| List: | Commits | « Previous MessageNext Message » | |
| From: | Øystein Grøvlen | Date: | February 19 2009 10:17am |
| Subject: | Re: bzr commit into mysql-6.0-backup branch (ingo.struewing:2745) WL#4630 | ||
| View as plain text | |||
Ingo Strüwing wrote:
> Hi Øystein,
>
> thank you for the review. You had some valuable comments and found some
> bugs.
>
> However, in a couple of cases you complained without proposing
> alternatives. Please see below.
I do this because I do not necessarily have the answer. I think it is
the implementor's responsibilty to decide on a solution, and that it
is OK for a reviewer to just challenge the existing code to make the
implementor consider whether better solutions exists. (I think Rafal
covered that point of view pretty good in an earlier email.)

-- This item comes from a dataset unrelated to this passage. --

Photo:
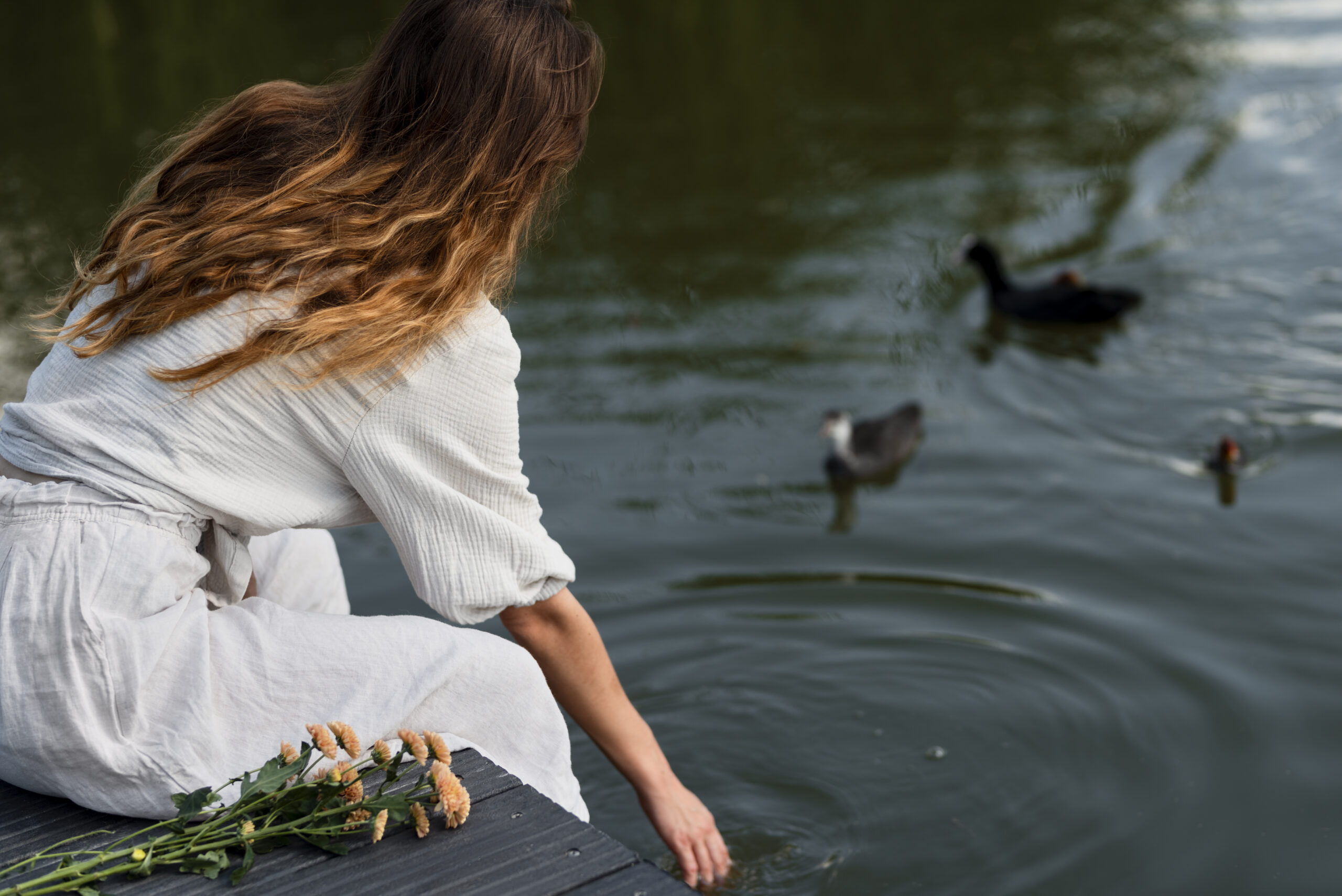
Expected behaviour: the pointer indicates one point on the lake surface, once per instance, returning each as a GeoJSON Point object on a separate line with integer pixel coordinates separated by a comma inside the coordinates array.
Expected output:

Responses to your responses can be found in-line.
--
Øystein
>
> Øystein Grøvlen, 17.02.2009 14:57:
>
> ...
>> Ingo Struewing wrote:
> ...
>>> 2745 Ingo Struewing 2008-11-25
>>> WL#4630 - ST: MySQL Backup Client Program - Milestone 1
>>>
>>> The MySQL Backup Client Program is a command line client
>>> program, that examines and displays the contents of a
>>> backup image.
>>>
>>> By command line options you can select different types
>>> of information to view.
>>>
>>> It does also have a search capability for finding
>>> specific database objects in the backup image.
>>>
>>> For a detailed explanation of the options, run
>>>
>>> mysqlbackup --help
> ...
>>> +static const char *load_default_groups[]= { "mysqlbackup",
>>> +#ifdef MYSQL_CLIENT
>>> + "client",
>>> +#endif
>> Since MYSQL_CLIENT was undef just above, is this just for future
>> extensions?
>
>
> Yes. In a later milestone, mysqlbackup shall connect to the server and
> initiate backups. At that point, I need to include the client part.
>
OK.
> ...
>>> +#ifdef MYSQL_CLIENT
>>> +/* Options required by a MySQL client (connecting to a server). */
>>> +static const char *opt_database;
>> As far as I can tell, this is usually called opt_databases in other
>> clients. Any reason it should be different here?
>
>
> I found "opt_databases" in mysqlcheck.c and mysqldump.c only. For these
> clients, the option means to check/dump several databases instead of a
> list of tables. So it is different from the option that supplies the
> default database name for the connection. For the latter, mysqlbinlog.cc
> has "database", mysql.cc has "current_db", mysqltest.cc has "opt_db". So
> it seems it *must* be different somehow. ;-)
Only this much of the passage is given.